Почти год убили они на тяжкую дорогу за Кедровый кряж. Выбрались в долину в самый разгар теплого лета. И только охнули, когда увидели дивную красоту, развернувшуюся перед ними.

«Ехаста тамо и обшедше неколико гор и на единой обретоша пещеру удобну для прохода и невходну для чуждага человека, возлюбиша же место то зело», — вот какими словами заканчивал свою «Дивную повесть о страдании» старец Ефрем. И сейчас, перечитывая ее, Евлампий будто и по своей жизни, долгой и трудной, прошелся заново — много выпало в той жизни страданий, ох, много!

Прошли годы, скатились, как полая вода в горной речке. Давно уже упокоился старец Ефрем. Спит праведным сном под развесистой кудрявой березой, которая шумит под ветром своими длинными ветвями и навевает ему тихие и благостные песни. На месте избушки, которую они срубили когда-то вдвоем на скорую руку, раскинулась теперь целая деревня с кузней, слесарней, с добротными амбарами, с большущей пасекой и с коровьим стадом. За деревней распахали пашню и научились сеять рожь в здешних местах, чтобы быть с хлебом. А самое главное — крепко отгородились от греховного антихристова мира. За все эти годы казенные чины так и не смогли перебраться через кряж.

А вот лихие люди перебрались.

Сразу почуял Евлампий — не с добром они явились. И не ошибся. А сегодня ночью, в полудреме, увидел он явственно: перекрестился Никифор, улыбнулся ему и уплыл в синий искрящийся свет, который сразу же загустел и налился чернотой. Понял Евлампий, что принял Никифор мученическую смерть. Потому и достал он сегодня «Дивную повесть о страдании», написанную старцем Ефремом, потому и читал ее, окропляя листы слезой, потому что предчувствовал: завершается и его земная дорога. Силы требовались, чтобы не оборвалась она раньше времени — еще не все дела были исполнены. И приходили такие силы, соскальзывали, невидимые, с пожелтевших от времени листов и поддерживали высохшее и немощное уже тело.

Вечером, в сумерках, он призвал Мирона, усадил рядом с собой на лавку, ровным, спокойным голосом известил:

— Помру скоро. Все на тебя остается. Береги, пуще своего глаза. Никифора загубили — я знаю, видение мне было. И вот благословенье мое и наказ тебе: выгоняй пришлых из долины. Снега падут — выгоняй. А если не выгонишь, жизни с ними не будет. Нам с этого места уходить — все равно, что в огне гореть. Лучше сгореть. Теперь ступай, Мирон. Помни мои слова.

Он дошел на подсекающихся ногах до лежанки, вытянулся на ней и слабым жестом руки указал Мирону на дверь — в последние свои часы Евлампий желал остаться один на один с Богом.

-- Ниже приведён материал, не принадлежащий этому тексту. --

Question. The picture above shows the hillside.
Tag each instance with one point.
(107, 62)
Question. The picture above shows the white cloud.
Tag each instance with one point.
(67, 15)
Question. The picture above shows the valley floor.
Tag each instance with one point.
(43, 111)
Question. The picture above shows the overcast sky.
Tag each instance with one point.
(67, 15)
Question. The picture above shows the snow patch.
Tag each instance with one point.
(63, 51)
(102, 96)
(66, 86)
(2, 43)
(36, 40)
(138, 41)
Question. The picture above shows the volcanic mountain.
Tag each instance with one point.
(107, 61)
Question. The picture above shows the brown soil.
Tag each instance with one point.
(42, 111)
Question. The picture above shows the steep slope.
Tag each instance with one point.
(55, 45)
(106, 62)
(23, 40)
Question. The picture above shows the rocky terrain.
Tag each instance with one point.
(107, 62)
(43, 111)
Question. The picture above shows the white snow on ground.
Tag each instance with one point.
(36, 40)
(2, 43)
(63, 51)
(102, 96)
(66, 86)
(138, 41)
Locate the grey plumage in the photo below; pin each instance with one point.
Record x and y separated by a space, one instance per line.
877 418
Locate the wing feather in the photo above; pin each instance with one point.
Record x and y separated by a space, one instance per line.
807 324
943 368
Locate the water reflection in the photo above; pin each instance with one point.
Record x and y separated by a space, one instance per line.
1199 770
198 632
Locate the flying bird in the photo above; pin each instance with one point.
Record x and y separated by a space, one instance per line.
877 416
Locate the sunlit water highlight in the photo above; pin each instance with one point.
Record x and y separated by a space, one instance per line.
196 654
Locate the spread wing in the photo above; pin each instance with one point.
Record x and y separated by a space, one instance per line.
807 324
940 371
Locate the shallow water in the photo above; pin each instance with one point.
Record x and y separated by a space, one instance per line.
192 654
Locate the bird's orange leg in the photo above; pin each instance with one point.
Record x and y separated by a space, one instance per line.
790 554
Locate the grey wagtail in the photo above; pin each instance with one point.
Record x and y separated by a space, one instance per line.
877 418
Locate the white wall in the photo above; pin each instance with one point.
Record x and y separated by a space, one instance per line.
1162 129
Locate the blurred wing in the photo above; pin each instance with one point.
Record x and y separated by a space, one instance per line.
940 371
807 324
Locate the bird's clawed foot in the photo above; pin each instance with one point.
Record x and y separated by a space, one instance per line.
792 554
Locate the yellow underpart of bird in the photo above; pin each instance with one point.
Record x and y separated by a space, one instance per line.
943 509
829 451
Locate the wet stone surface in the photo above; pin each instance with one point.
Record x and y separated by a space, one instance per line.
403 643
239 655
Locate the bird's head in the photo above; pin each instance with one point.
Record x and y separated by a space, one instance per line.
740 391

Мирон вышел из избы, глянул на розовеющий восток и тяжко вздохнул. На плечи ему будто невидимый тяжкий груз возложили.

Утром, когда он вернулся, Евлампий лежал, сложив крест-накрест на груди руки — бездыханный.

14

Догорели и погасли сальные плошки, пыхнув напоследок вонючими дымками. В избушке угнездился непроглядный мрак, и глухая тишина повисла в бревенчатых стенах. Как в гробу, который закопали в землю. А может статься, это и есть гроб для Данилы? Даже вздрогнул, так подумав, и цепи на нем негромко звякнули. Отсчет времени он потерял. Сколько здесь сидит, напротив мертвого и распластанного на стене Никифора, день или ночь на дворе — неведомо. Из-за толстых стен никаких звуков не доносилось. Воды в деревянном ведерке осталось лишь на донышке, и пил он теперь ее малыми глоточками, только бы сухое горло промочить. Голод не мучил, но появилась в избитом теле необыкновенная легкость, казалось Даниле, что стал он невесомым, как пушинка, вот оттолкнется ногами от пола и взлетит к потолку, как та пушинка, вздернутая ветром.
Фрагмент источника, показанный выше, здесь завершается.